Before then, the Giro will command Wiggins’ full attention – it will have to if he is to have any chance of winning. His team is weighted with climbers, including the Colombians Rigoberto Uran and Sergio Henao, and his main opponent seems likely to be the rider who finished third in last year’s Tour, Vincenzo Nibali. It is Nibali, an Italian, who appears to be in better form than Wiggins, who started last year’s Tour with so much momentum after three stage-race victories.

This year has been completely different. Wiggins has been so low key as to be almost invisible, barely racing and certainly not with the winning habit he acquired in 2012.
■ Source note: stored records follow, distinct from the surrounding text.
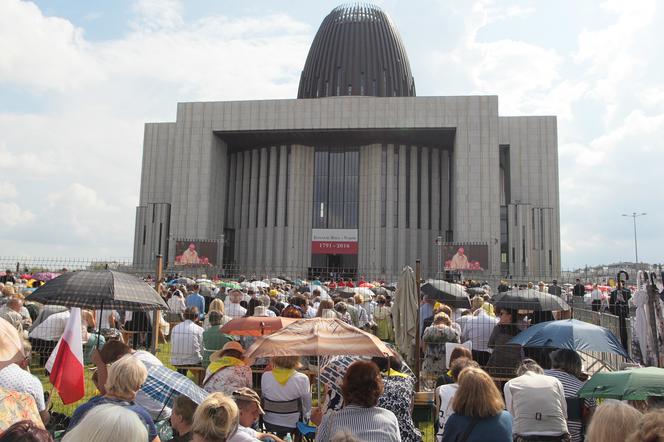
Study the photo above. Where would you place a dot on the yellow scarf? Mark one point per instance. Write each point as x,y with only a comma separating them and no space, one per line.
392,372
223,362
282,375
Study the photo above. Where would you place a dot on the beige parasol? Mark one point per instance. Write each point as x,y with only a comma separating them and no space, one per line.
318,337
11,345
404,313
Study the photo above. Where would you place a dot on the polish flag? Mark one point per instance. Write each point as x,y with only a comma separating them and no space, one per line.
66,362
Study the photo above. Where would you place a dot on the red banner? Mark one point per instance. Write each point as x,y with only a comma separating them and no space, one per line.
334,247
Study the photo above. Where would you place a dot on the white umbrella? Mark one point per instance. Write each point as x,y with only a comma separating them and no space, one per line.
404,313
365,292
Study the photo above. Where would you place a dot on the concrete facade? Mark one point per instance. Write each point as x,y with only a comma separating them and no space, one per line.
247,167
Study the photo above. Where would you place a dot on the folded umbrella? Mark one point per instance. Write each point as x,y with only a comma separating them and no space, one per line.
571,334
453,295
637,384
529,299
104,289
164,384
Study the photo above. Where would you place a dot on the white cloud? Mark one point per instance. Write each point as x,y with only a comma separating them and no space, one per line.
79,158
11,214
7,190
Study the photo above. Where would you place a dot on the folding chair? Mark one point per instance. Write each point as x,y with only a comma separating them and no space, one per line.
281,407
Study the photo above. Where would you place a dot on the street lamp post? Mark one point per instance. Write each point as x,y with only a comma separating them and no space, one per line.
635,215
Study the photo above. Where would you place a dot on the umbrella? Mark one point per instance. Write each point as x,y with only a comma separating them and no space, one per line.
404,312
365,292
529,299
448,293
334,369
11,346
344,292
571,334
99,290
318,337
17,407
163,384
255,325
46,276
380,291
636,384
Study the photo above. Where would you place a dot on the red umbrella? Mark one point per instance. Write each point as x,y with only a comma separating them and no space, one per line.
255,325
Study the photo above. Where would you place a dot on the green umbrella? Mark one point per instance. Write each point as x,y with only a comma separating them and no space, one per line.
637,384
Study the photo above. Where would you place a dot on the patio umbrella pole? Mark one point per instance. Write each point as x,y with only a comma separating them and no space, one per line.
101,315
418,275
318,380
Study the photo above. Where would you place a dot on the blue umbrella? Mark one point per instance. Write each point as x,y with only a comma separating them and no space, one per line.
571,334
164,384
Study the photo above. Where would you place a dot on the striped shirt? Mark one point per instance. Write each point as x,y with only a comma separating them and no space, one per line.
571,386
368,424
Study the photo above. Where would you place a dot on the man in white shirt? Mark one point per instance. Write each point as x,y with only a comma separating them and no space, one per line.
536,402
478,328
235,310
187,341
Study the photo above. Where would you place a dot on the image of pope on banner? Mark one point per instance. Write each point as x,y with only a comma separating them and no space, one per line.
465,257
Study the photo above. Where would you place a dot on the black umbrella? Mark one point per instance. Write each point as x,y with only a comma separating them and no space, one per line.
448,293
343,292
529,299
104,289
380,291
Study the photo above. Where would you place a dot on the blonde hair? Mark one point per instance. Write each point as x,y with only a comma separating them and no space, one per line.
286,361
442,318
477,302
608,417
477,395
108,423
125,377
444,308
651,428
217,305
216,418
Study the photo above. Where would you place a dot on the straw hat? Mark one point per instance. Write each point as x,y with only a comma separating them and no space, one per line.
260,310
248,395
233,345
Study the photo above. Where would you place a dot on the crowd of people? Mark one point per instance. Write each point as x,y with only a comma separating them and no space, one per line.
485,389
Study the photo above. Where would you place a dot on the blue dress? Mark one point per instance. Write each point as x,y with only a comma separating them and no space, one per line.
491,429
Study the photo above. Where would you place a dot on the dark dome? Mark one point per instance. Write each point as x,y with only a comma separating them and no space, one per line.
357,51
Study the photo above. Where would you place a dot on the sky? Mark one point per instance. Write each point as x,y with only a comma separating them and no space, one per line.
78,80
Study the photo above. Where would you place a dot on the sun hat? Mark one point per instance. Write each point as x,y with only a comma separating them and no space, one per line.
233,345
248,395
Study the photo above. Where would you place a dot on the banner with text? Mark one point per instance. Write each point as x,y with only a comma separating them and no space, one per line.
334,241
195,253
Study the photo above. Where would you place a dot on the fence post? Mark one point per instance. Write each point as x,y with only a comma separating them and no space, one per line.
156,314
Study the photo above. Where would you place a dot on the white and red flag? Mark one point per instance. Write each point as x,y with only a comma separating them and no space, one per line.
66,362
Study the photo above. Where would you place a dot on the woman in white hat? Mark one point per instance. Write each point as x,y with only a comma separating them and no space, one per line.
227,371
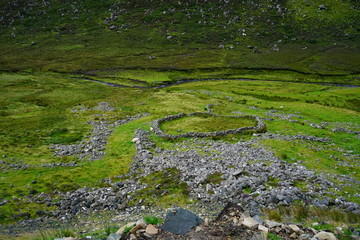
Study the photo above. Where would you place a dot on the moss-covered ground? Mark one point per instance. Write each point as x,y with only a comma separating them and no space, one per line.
294,57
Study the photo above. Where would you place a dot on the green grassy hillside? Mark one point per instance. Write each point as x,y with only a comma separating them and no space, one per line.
70,68
318,37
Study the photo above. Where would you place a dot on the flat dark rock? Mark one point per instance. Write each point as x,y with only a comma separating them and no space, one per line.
180,221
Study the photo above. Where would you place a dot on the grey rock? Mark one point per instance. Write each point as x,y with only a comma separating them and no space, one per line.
180,221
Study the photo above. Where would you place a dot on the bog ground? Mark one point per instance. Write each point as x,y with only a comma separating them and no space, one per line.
85,87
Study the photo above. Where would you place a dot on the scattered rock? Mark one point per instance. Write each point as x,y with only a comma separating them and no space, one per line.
250,222
325,236
151,229
180,221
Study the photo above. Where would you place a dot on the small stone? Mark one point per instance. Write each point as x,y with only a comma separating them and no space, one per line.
325,236
121,230
250,222
294,228
113,236
272,224
305,236
293,235
198,229
355,237
206,222
263,228
141,223
151,229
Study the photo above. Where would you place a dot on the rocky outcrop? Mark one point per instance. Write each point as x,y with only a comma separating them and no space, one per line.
260,126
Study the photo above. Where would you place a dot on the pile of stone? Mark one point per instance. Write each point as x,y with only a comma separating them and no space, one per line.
260,126
232,221
248,173
92,148
289,117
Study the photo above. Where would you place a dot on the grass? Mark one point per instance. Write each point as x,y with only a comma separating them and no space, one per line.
29,121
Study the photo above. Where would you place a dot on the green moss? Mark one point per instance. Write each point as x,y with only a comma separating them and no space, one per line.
163,189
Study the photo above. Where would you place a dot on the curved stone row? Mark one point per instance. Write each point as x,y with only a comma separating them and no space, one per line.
260,126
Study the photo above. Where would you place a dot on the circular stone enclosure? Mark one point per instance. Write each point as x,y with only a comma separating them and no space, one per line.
199,124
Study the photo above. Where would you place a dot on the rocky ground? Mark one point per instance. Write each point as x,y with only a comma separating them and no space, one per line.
215,172
233,222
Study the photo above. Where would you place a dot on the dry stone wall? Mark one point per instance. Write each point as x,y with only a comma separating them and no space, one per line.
260,126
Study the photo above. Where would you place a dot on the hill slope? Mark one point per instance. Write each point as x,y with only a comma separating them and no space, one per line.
308,36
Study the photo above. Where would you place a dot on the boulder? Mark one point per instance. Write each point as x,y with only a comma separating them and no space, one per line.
180,221
325,236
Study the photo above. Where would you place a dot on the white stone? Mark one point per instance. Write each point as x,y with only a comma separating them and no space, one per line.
151,229
198,229
206,222
141,223
250,222
325,236
263,228
272,224
294,228
121,230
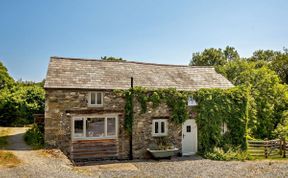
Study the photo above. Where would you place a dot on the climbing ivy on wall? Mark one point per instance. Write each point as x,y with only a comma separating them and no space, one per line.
175,100
215,106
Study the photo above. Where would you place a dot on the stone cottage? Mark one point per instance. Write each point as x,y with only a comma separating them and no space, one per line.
85,118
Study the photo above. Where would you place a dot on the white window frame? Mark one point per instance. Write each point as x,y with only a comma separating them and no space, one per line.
96,93
191,101
165,133
85,137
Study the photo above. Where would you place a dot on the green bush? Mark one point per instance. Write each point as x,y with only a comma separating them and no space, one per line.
217,106
232,154
35,136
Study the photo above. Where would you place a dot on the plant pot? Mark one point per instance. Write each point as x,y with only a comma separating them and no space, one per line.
162,153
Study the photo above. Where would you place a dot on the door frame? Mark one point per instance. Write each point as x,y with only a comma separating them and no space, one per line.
196,136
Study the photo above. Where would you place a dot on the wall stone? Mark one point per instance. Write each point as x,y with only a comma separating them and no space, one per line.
142,129
62,105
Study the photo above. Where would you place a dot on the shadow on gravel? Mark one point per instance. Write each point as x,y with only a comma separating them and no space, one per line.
16,142
105,162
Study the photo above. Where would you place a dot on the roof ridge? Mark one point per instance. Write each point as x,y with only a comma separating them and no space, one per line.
133,62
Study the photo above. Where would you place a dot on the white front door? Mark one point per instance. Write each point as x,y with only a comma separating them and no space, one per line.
189,137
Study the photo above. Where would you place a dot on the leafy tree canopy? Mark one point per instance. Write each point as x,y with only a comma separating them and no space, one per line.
5,78
214,57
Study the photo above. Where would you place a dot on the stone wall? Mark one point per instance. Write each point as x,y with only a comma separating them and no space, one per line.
142,129
62,105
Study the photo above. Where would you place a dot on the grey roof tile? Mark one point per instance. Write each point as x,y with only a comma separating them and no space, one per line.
97,74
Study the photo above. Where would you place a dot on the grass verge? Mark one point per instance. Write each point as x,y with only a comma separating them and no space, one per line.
35,137
3,137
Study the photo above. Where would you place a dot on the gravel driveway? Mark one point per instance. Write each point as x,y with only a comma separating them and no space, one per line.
52,163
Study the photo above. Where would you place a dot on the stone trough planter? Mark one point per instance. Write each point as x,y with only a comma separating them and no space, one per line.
168,153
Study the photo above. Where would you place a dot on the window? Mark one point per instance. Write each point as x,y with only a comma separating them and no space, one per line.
159,127
95,99
224,128
94,127
191,101
78,127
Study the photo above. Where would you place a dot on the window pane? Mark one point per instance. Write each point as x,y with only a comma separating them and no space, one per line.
95,127
99,98
156,127
111,126
93,96
162,127
78,127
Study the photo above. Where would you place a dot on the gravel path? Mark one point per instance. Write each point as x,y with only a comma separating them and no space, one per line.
52,163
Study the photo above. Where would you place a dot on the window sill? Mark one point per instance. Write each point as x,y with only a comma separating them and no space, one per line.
159,135
94,138
95,106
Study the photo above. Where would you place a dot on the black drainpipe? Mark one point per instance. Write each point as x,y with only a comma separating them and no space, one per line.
131,138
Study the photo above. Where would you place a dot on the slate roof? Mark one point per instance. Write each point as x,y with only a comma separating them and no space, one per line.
74,73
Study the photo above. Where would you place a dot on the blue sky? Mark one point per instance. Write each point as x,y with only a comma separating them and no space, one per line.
150,31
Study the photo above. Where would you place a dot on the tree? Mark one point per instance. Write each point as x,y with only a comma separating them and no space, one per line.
231,53
5,78
264,55
268,95
209,57
280,66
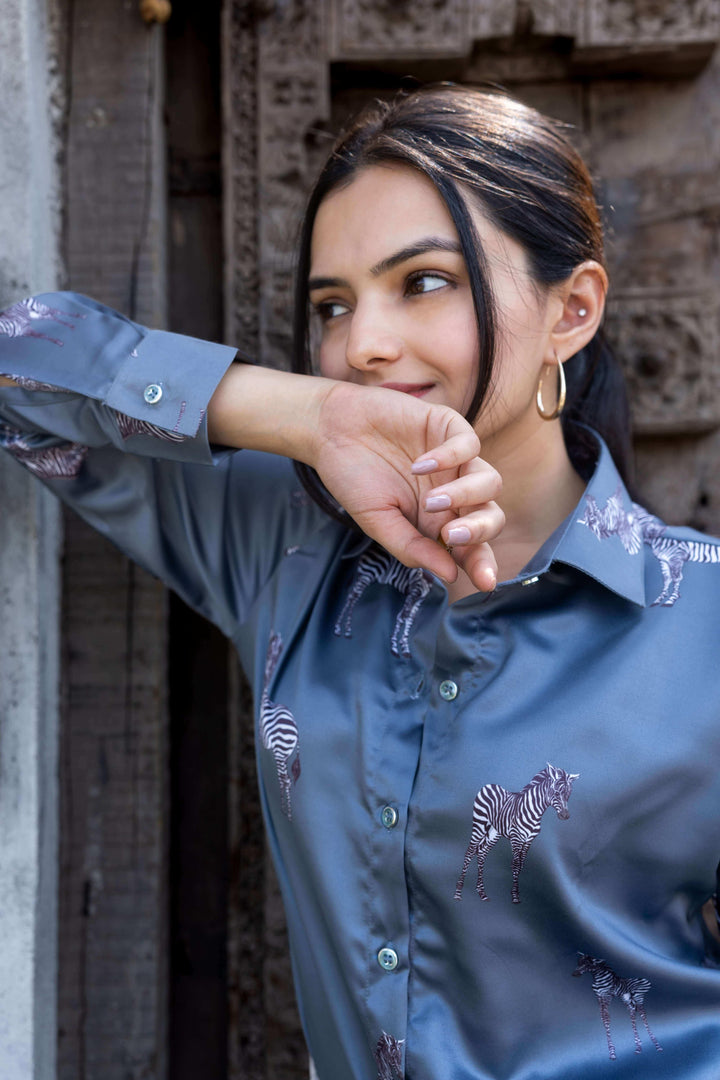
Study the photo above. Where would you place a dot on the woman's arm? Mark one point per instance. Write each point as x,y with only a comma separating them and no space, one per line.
149,393
369,447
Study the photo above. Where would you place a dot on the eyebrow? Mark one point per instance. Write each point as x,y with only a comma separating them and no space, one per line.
420,247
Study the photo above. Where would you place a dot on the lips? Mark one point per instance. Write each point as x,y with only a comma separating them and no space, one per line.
415,389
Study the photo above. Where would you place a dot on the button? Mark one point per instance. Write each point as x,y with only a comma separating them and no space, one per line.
448,689
388,959
152,393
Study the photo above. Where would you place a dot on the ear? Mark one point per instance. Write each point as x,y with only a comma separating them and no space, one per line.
582,299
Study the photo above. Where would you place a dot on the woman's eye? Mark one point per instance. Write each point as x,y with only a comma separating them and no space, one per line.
330,309
425,283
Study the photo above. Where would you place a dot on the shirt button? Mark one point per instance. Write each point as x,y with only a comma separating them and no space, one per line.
152,393
448,689
388,959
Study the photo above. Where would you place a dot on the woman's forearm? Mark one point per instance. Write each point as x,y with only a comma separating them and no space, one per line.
258,408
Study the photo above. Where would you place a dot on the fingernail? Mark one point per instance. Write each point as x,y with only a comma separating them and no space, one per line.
419,468
437,501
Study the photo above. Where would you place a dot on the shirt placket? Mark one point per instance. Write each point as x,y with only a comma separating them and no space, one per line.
388,904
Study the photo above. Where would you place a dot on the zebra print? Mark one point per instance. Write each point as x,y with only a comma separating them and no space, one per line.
413,583
638,527
26,383
389,1057
279,730
130,426
608,985
49,462
516,815
16,321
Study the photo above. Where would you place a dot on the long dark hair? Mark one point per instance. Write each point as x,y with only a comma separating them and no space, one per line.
531,183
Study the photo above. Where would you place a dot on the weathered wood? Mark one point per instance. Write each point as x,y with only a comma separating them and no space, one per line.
113,852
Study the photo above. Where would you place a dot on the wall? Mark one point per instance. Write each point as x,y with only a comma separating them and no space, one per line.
29,545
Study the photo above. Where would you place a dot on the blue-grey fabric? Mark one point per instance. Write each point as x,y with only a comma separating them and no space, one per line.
571,716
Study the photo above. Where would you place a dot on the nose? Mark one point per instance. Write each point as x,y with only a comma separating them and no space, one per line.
372,339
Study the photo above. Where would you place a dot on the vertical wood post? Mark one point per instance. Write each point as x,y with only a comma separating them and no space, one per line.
113,868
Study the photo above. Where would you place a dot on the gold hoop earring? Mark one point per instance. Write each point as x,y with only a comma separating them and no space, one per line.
561,390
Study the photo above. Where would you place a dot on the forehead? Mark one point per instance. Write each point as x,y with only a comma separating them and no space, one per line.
388,207
383,208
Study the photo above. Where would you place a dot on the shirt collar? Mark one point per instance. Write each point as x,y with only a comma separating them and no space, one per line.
602,537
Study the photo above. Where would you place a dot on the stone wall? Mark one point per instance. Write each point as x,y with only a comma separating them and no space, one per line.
29,547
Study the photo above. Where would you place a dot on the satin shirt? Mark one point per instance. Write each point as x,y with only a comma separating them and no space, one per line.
467,805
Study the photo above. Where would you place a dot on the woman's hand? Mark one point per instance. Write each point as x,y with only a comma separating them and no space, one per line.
408,472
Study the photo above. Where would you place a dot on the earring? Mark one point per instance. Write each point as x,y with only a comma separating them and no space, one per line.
561,390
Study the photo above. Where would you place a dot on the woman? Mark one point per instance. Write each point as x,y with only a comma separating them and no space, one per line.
521,700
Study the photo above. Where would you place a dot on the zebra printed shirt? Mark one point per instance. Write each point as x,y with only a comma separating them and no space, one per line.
467,806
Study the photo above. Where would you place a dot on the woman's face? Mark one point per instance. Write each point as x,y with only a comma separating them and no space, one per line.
391,293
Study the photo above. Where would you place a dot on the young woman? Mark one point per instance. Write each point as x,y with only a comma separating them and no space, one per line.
486,680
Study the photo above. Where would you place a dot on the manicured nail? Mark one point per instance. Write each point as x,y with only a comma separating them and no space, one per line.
459,534
437,501
420,468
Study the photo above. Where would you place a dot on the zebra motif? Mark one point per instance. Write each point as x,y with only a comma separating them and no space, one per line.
609,985
49,462
638,527
130,426
413,583
25,382
279,730
389,1057
16,321
517,815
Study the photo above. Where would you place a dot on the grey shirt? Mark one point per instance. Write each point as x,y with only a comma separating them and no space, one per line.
467,804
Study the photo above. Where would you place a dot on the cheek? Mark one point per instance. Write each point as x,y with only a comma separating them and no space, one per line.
330,360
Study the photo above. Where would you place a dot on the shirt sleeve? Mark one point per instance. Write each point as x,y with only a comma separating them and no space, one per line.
112,418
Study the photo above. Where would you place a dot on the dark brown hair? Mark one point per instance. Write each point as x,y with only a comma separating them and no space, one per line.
528,178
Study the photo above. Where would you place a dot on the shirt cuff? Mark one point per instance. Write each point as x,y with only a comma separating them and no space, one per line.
168,379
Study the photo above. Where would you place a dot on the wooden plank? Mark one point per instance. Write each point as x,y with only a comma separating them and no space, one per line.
113,774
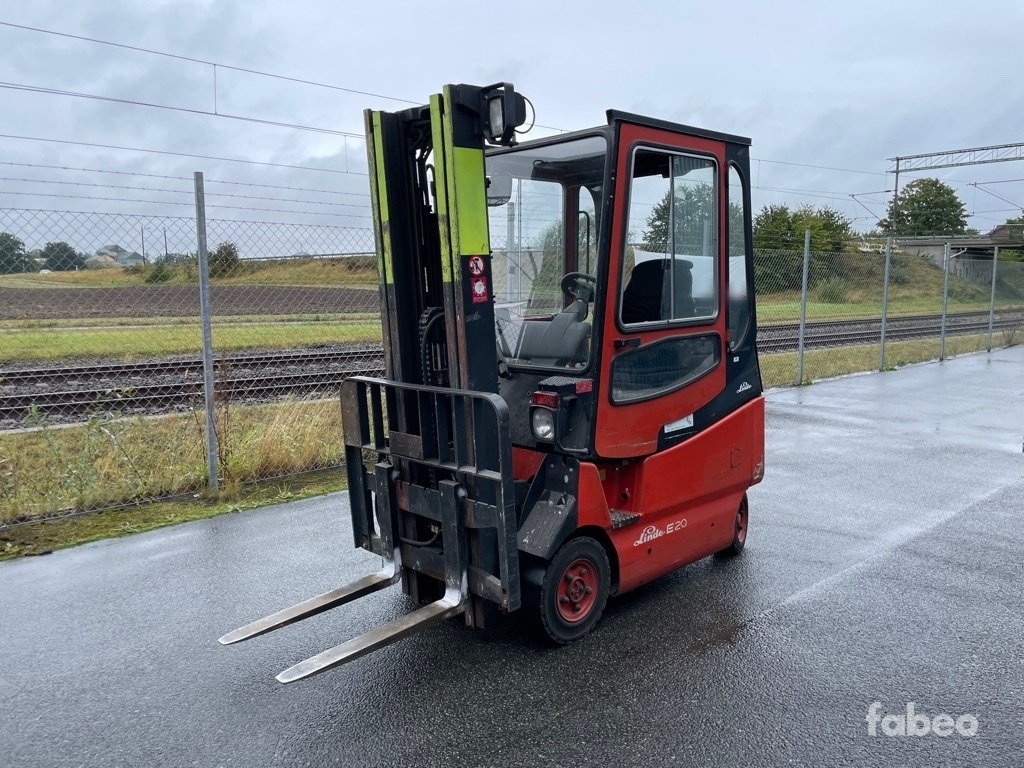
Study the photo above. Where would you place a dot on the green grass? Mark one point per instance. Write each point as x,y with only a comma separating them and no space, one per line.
314,272
146,341
109,461
41,538
780,370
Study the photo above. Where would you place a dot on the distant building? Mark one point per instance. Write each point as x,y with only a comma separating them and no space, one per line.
101,261
121,256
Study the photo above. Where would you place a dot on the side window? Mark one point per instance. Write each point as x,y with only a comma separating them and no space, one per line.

At 33, there is always the suspicion that a run of bad form marks the onset of permanent decline. But those close to Wiggins insist his “numbers” are the same as last year. Whether that’s true or a spot of bluffing, the 21 stages of the Giro, from Serra San Bruno in the south to the fearsome Tre Cime di Laveredo in the north, plus an excursion into France for a summit finish on the Col du Galibier, will not lie.